Her voice shook with assumed passion. "Because I didn't show what I felt all these years, and only exposed my real feelings when you read those verses to me, do you think any man who was a gentleman wouldn't in the circumstances say, 'These verses are for you, Kitty Tynan'? You betrayed me into showing you what I felt, and then you tell me your verses are for another girl!"

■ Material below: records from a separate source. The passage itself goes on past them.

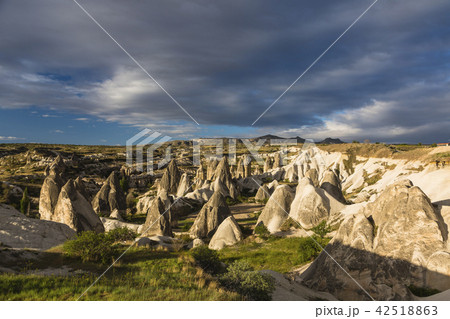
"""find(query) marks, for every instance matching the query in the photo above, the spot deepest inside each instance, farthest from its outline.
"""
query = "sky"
(64, 80)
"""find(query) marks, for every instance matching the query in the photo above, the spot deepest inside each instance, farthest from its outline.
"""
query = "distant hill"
(330, 140)
(268, 136)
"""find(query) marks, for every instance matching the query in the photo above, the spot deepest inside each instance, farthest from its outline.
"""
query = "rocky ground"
(381, 212)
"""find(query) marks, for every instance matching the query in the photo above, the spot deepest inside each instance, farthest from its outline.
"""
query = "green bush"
(91, 247)
(121, 234)
(288, 224)
(423, 291)
(254, 285)
(124, 184)
(309, 249)
(207, 258)
(322, 229)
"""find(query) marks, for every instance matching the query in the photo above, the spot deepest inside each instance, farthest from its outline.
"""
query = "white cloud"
(10, 138)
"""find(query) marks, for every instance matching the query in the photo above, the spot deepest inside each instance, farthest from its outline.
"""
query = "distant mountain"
(268, 136)
(299, 139)
(330, 140)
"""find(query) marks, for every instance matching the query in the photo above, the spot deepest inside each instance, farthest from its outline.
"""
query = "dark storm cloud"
(226, 61)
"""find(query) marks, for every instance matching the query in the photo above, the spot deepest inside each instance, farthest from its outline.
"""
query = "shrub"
(262, 230)
(91, 247)
(309, 249)
(121, 234)
(254, 285)
(124, 184)
(322, 229)
(422, 291)
(207, 258)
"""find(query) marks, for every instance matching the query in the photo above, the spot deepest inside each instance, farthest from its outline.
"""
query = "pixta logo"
(149, 142)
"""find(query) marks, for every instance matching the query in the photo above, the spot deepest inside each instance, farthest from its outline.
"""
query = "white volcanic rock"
(19, 231)
(75, 211)
(111, 224)
(309, 207)
(158, 220)
(331, 184)
(227, 234)
(277, 208)
(49, 196)
(184, 185)
(171, 178)
(262, 194)
(110, 197)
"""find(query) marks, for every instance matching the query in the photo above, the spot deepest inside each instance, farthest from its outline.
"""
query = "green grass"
(423, 291)
(142, 274)
(278, 254)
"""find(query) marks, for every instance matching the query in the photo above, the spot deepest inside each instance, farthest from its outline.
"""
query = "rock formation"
(158, 220)
(49, 196)
(171, 178)
(19, 231)
(200, 177)
(277, 163)
(267, 164)
(223, 181)
(228, 233)
(240, 171)
(247, 162)
(212, 214)
(396, 241)
(313, 175)
(184, 186)
(332, 185)
(262, 194)
(110, 197)
(277, 208)
(75, 211)
(57, 167)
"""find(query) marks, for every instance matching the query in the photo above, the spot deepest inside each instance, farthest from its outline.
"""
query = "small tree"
(25, 202)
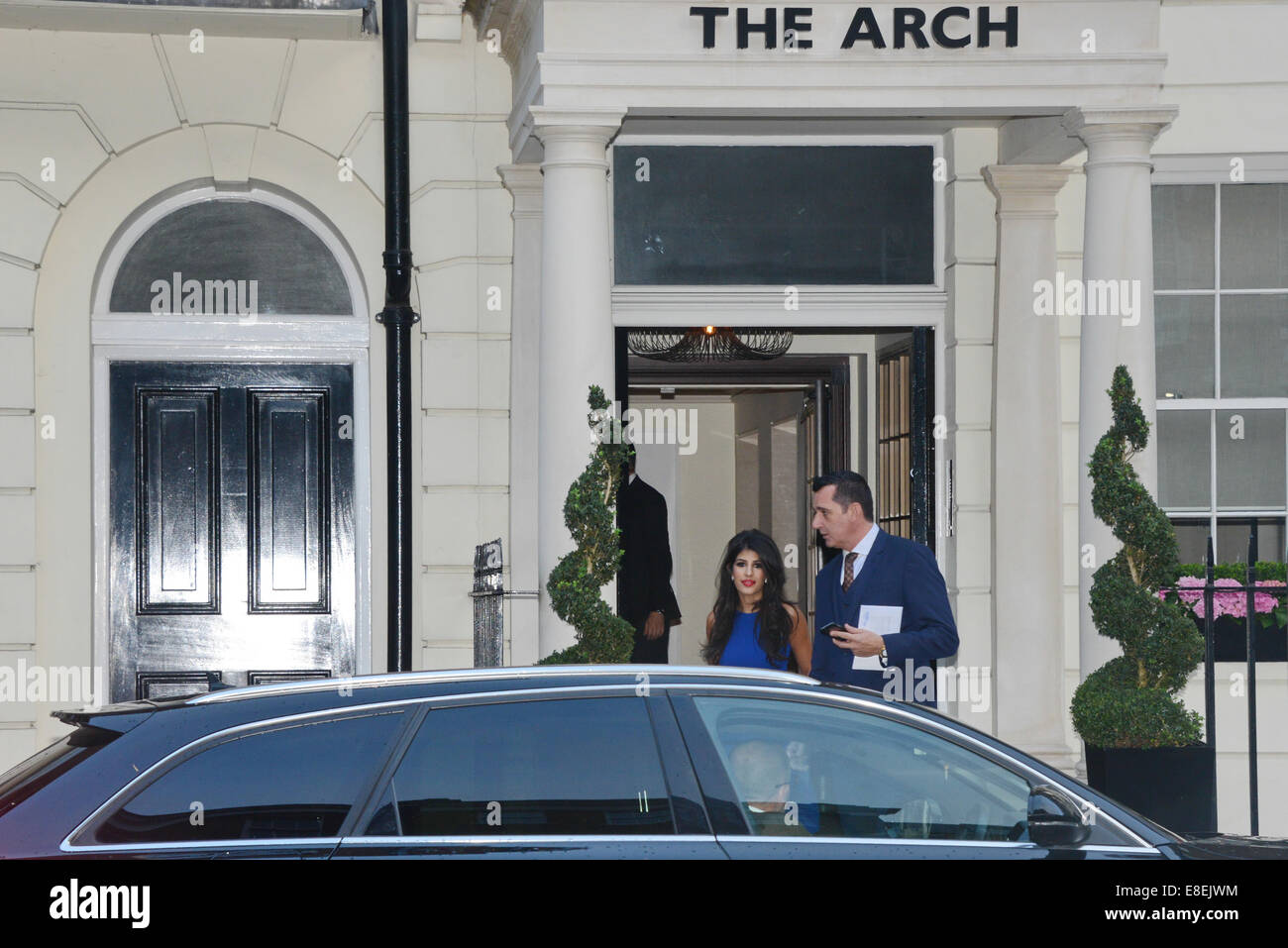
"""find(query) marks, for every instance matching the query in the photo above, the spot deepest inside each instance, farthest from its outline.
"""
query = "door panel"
(290, 504)
(232, 544)
(178, 497)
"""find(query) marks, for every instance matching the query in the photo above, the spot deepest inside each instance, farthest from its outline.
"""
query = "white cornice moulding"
(168, 21)
(1263, 167)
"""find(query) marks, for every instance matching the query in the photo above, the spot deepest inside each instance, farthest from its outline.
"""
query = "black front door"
(232, 527)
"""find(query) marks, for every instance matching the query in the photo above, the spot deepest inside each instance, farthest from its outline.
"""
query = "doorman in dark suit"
(876, 570)
(644, 595)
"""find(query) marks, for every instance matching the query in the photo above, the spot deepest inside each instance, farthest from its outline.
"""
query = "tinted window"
(773, 214)
(805, 769)
(291, 782)
(529, 768)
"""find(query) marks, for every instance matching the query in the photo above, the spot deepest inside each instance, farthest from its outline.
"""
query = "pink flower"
(1189, 590)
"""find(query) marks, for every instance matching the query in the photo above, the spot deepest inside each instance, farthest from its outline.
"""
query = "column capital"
(1121, 136)
(565, 123)
(1025, 191)
(575, 138)
(524, 183)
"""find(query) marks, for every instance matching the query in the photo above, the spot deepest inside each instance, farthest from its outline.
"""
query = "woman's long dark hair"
(773, 626)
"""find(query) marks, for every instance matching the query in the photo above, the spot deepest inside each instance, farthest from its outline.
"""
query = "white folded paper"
(883, 620)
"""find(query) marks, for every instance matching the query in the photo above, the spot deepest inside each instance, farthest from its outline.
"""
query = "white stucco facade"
(1050, 149)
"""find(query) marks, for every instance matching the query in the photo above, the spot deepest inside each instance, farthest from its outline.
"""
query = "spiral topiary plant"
(576, 579)
(1131, 699)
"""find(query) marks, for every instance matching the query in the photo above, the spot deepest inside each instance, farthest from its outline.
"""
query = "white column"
(1117, 245)
(524, 183)
(576, 322)
(1028, 639)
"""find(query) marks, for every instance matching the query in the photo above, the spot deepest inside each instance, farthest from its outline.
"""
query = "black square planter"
(1173, 786)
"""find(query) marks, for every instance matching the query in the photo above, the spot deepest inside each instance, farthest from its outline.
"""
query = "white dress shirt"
(863, 549)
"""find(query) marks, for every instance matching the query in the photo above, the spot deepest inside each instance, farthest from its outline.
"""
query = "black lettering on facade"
(1010, 26)
(910, 20)
(708, 22)
(798, 26)
(769, 27)
(863, 27)
(940, 35)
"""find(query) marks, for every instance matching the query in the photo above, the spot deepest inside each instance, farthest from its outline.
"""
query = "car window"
(803, 769)
(43, 768)
(288, 782)
(558, 767)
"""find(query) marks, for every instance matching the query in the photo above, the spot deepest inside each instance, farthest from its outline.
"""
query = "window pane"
(1249, 459)
(240, 254)
(859, 776)
(1232, 535)
(292, 782)
(1185, 347)
(1192, 540)
(1253, 347)
(774, 215)
(1184, 460)
(1253, 236)
(529, 768)
(1184, 232)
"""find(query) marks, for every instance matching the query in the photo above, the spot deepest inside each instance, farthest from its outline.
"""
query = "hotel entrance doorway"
(755, 433)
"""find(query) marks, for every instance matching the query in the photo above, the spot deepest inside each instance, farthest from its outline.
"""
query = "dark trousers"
(649, 651)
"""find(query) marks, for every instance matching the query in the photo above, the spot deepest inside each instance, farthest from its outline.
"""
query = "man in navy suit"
(876, 570)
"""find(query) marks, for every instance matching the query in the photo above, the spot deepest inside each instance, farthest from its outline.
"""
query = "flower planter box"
(1231, 640)
(1172, 786)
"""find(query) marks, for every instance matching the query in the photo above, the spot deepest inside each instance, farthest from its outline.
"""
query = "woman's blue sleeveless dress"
(743, 651)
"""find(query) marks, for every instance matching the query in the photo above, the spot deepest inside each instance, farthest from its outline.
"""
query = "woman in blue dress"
(752, 625)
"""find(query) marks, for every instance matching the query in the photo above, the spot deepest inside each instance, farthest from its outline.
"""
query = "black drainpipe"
(398, 318)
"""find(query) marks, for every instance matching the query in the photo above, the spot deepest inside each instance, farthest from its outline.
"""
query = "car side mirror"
(1054, 819)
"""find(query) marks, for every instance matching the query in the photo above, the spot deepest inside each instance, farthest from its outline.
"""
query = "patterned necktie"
(849, 571)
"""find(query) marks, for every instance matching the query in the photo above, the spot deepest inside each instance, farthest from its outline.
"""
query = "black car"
(557, 762)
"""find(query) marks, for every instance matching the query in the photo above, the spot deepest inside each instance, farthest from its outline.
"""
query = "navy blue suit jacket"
(896, 572)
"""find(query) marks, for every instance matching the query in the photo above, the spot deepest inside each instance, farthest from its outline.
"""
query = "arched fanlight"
(708, 344)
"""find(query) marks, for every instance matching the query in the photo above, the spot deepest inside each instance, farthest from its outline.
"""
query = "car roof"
(410, 685)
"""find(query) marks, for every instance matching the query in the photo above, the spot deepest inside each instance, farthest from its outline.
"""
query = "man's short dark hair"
(850, 488)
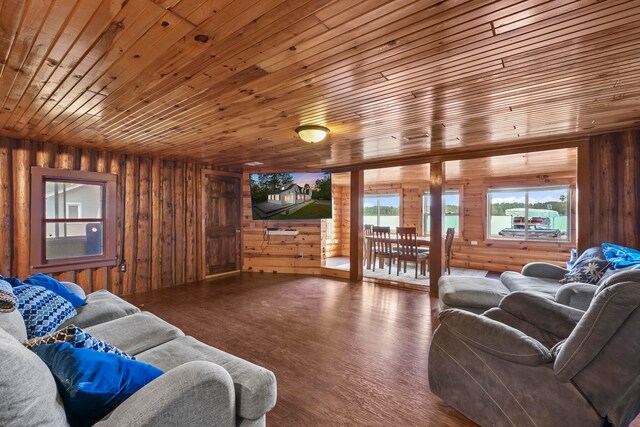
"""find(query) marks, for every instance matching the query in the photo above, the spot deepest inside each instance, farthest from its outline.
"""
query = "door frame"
(203, 240)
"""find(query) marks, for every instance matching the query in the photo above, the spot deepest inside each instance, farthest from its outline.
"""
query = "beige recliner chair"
(534, 362)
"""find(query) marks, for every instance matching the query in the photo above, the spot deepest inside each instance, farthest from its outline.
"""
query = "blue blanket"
(619, 256)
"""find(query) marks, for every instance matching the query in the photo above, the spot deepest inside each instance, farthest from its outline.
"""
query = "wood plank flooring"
(343, 353)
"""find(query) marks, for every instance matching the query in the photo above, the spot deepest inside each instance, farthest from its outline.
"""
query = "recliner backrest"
(602, 354)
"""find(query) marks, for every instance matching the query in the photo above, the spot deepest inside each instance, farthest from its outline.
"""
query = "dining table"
(421, 241)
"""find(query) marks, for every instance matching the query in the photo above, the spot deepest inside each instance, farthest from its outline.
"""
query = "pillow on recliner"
(53, 285)
(589, 270)
(43, 311)
(78, 338)
(92, 383)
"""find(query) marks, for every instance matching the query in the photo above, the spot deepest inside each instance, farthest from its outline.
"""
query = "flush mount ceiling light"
(312, 133)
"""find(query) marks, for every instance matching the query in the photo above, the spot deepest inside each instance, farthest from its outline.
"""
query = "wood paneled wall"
(336, 240)
(613, 199)
(279, 254)
(493, 255)
(503, 255)
(157, 206)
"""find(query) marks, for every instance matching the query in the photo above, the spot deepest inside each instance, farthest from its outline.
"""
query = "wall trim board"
(502, 149)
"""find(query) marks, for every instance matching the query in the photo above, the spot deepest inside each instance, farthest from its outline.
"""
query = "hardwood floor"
(343, 353)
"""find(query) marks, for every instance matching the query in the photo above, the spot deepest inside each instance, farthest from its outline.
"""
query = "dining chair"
(408, 250)
(448, 246)
(382, 246)
(366, 246)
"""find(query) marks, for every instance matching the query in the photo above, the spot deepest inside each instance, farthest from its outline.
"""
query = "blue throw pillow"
(42, 310)
(53, 285)
(91, 383)
(620, 256)
(588, 270)
(77, 338)
(13, 281)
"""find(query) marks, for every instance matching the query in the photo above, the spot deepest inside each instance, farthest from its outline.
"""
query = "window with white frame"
(529, 213)
(382, 210)
(450, 211)
(73, 219)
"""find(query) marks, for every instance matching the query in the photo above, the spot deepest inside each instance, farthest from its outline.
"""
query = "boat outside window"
(534, 213)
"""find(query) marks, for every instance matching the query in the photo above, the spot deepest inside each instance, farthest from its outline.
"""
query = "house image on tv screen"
(291, 195)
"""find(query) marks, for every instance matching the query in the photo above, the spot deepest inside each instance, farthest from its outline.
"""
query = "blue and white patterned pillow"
(589, 271)
(77, 338)
(42, 310)
(7, 298)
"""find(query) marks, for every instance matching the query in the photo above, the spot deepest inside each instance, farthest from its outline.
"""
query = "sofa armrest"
(544, 269)
(576, 295)
(542, 312)
(196, 393)
(494, 338)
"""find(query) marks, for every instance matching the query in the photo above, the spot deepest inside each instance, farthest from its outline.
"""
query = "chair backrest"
(407, 242)
(602, 354)
(448, 241)
(381, 242)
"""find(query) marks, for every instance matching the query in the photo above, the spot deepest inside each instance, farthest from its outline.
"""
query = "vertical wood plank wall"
(156, 207)
(614, 187)
(279, 254)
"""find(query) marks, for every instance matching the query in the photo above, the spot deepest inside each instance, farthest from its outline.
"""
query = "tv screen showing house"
(291, 195)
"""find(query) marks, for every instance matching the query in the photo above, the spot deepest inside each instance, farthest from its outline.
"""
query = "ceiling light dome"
(312, 133)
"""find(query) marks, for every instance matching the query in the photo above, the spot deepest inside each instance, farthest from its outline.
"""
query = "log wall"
(503, 255)
(279, 254)
(613, 201)
(488, 254)
(157, 206)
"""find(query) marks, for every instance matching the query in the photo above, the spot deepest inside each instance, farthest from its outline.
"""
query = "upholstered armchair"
(534, 362)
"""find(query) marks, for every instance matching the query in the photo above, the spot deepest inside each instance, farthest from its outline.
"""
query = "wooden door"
(221, 222)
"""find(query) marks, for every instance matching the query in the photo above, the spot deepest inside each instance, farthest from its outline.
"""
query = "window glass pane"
(382, 210)
(66, 200)
(371, 210)
(537, 213)
(73, 239)
(390, 211)
(507, 212)
(451, 211)
(548, 213)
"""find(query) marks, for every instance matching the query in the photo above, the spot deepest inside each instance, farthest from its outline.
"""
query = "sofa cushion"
(255, 386)
(588, 270)
(40, 279)
(42, 310)
(101, 307)
(92, 383)
(135, 333)
(480, 292)
(28, 394)
(517, 282)
(77, 338)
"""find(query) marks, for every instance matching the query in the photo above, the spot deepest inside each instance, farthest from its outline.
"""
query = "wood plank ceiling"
(227, 81)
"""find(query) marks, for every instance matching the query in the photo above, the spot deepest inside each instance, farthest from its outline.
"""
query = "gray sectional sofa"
(201, 384)
(535, 362)
(480, 294)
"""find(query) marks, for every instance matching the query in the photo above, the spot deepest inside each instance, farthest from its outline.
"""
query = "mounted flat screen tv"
(290, 196)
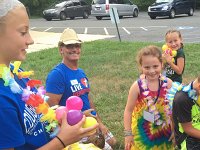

"Girl! Girl! Girl!" he burst out. "Nurse is thirty-seven—she told me so herself, and how could I tell that you—why, it's absurd! I've only thought of you always as a baby in long skirts"—she spasmodically drew her skirts down over her pretty, shapely ankles, while she kept her eyes covered with one hand—"and you've seen me makin' up to her ever since Crozier got the bullet. Ever since he was operated on, I've—"

"Yes, yes, that's right," she interrupted. "That's manly! Put the blame on him—him that couldn't help himself, struck by a horse-thief's bullet in the dark; him that's no more to blame for your carryings on while death was prowling about the door there—"

"Carryings on! Carryings on!" Jesse Bulrush was thoroughly excited and indignant. The little devil, to put him in a hole like this! "Carryings on! I've acted like a man all through—never anything else in your house, and it's a shame that I've got to listen to things that have never been said of me in all my life. My mother was a good, true woman, and she brought me up—"

"Yes, that's it, put it on your mother now, poor woman! who isn't here to stretch out her hand and stop you from playing a double game with two girls so placed they couldn't help themselves—just doing kind acts for a sick man." Suddenly she got to her feet. "I tell you, Jesse Bulrush, that you're a man—you're a man—"

But she could keep it up no longer. She burst out laughing, and the false tears of the actress she dashed from her eyes as she added: "That you're a man after my own heart. But you can't have it, even if you are after it, and you are welcome to the thirty-seven-year-old seraph in there!" She tossed a hand towards the house.